Architect Liam Young has developed a series of animated panoramas depicting visions for cities of the future, including an urban landscape exclusively owned and operated by technology brand Samsung (+ movie).
Liam Young – whose studio Tomorrow’s Thoughts Today operates between the realms of architecture, film and fiction – merged photographs taken on expeditions around the world with images sourced online to produce a vision of what he described as an “exaggerated present”.
“The New City project is a demonstration of the way that I work as a speculative architect,” Young told Dezeen. “I construct alternative worlds as a means to understand our own world in new ways.”
The three imaginary skylines exaggerate current trends such as the proliferation of advertising and the problems associated with land fill, to give a sense of how these issues could evolve to affect the appearance of future metropolises.
Each of the speculative cities is accompanied by a short story written by science fiction authors Jeff Noon, Tim Maughan and Pat Cadigan, which create a narrative based around the characteristics of the landscapes.
An accompanying soundtrack produced by electronic musicians Coldcut adds a further ambient dimension to the experience of observing the flickering lights and shifting fog of the films, which are intended to be projected on very large scale so the viewer has to move around to see everything.
“Each animation is loaded with detail so as each time it is watched you might discover something different,” Young added. “The scale of the projections mean you are able to fully immerse yourself in the imaginary city, and consumed by the soundscape you can sit and read the short story set in the city.”
The panoramic format was chosen to give the animations a sense of scope and realism, as being viewed from “the top of a hill, or a winding mountain road where you can look out over the city unfolding below you.”
“Most cities offer this romantic overview,” explained Young, “a spot to make out, sit on the hood of your car, have a drink. This type of vantage point is where we get a sense of our cities. It was important to reference this sort of panoramic relationship to urban form.”
The animations were shown from October 2014 to January this year at the Z33 contemporary art gallery in Hasselt, Belgium, as part of an exhibition titled Future Fiction, which explored different tools and methods for thinking about and visualising the future.
Young wants to collaborate with more science fiction authors to develop the New City project into a much larger collection of animations that will broaden our understanding of the systems and technologies that define today’s cities.

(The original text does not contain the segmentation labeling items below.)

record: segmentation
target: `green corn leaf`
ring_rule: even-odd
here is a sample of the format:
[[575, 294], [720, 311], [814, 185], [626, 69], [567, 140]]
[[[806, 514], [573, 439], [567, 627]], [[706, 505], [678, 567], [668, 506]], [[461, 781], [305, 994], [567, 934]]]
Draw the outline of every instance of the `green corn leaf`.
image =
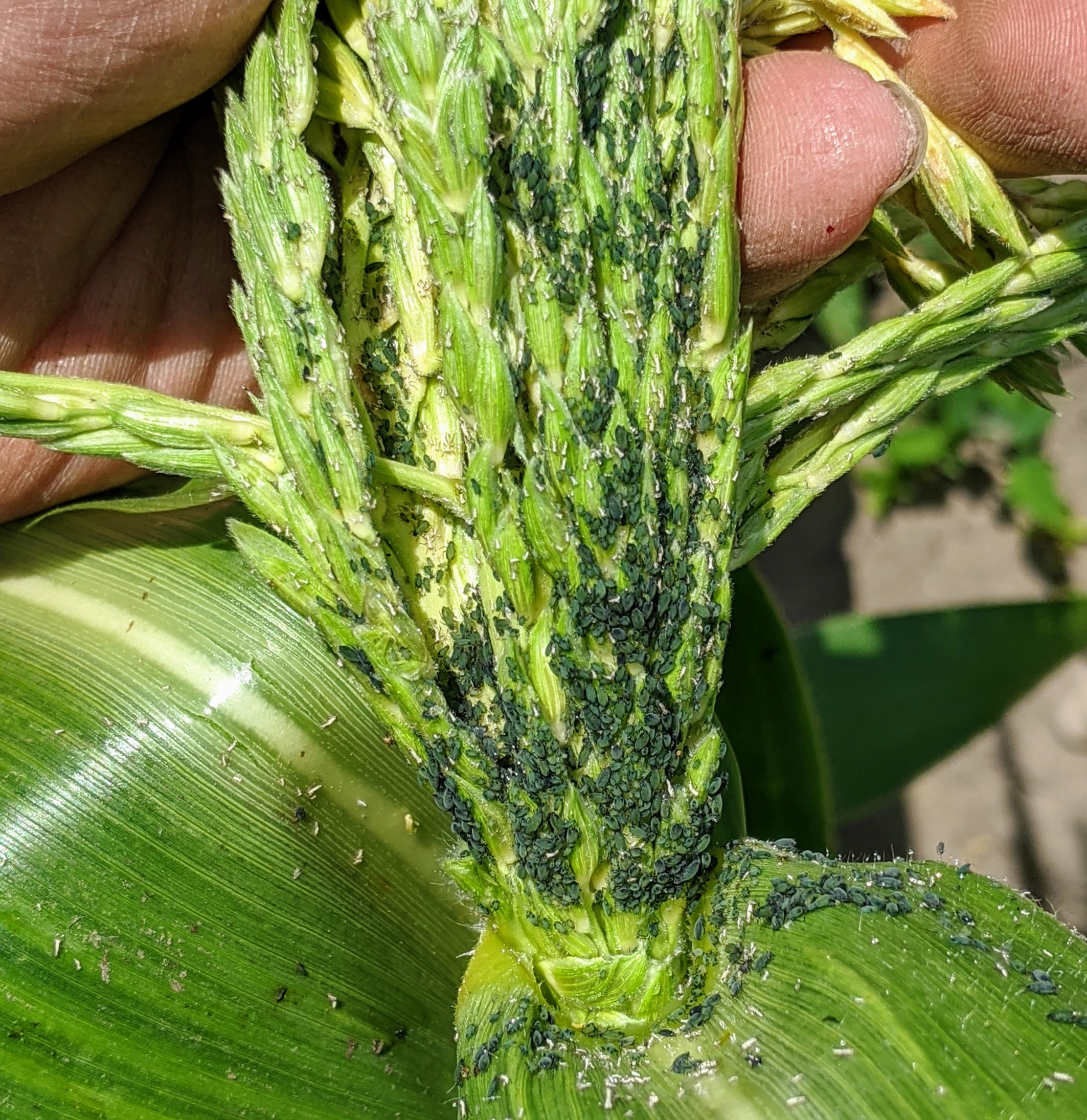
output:
[[448, 1116], [448, 824], [222, 511], [4, 530], [0, 633], [7, 1114]]
[[991, 727], [1087, 645], [1087, 600], [826, 619], [797, 635], [849, 816]]
[[74, 510], [107, 510], [112, 513], [169, 513], [172, 510], [191, 510], [232, 497], [229, 486], [222, 479], [176, 478], [170, 475], [149, 475], [119, 487], [101, 497], [83, 498], [55, 505], [27, 523], [32, 529], [39, 522], [58, 513]]
[[750, 568], [733, 577], [718, 719], [743, 774], [751, 836], [833, 843], [830, 772], [788, 631]]
[[697, 998], [644, 1047], [617, 1029], [591, 1061], [534, 1015], [532, 979], [486, 933], [458, 1004], [460, 1114], [1084, 1114], [1087, 943], [1029, 899], [947, 864], [755, 842], [728, 853], [713, 898], [700, 928], [720, 963]]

Here are descriptions of the three cities from Young:
Samsung city is stitched together from photos of the residential developments seen on expeditions in Korea and Hong Kong, where Samsung have branched out from technology products to move into property development. We see a town where tech brands have become so big that they enter into all aspects of our lives, and brand allegiances shape a new form of patriotism.

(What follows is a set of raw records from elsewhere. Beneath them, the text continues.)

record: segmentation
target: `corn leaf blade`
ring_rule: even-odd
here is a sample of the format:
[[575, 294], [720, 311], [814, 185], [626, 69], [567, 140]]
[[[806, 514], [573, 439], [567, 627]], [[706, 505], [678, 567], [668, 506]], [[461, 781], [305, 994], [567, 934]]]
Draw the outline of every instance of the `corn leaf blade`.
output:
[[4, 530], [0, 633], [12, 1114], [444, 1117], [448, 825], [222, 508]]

Edgelands is based on an expedition through the built infrastructure of the internet, following the fibre optic cable of America’s network to Prineville, Oregon, a town exploiting cheap energy and tax incentives, where Facebook, Amazon, Google and Apple have built massive data centres. This part of New City is built for machines, it is the physical landscape of the cloud, our generation’s cultural landscape.
The City in the Sea
The City in the Sea is a multicultural city collaged from photos taken on expeditions through the outsourcing territories of India and China. The floating corporate city is built on the Pacific Ocean garbage patch and drifts in international waters, outside of national labour laws to become a free trade zone supporting the mega companies based on land.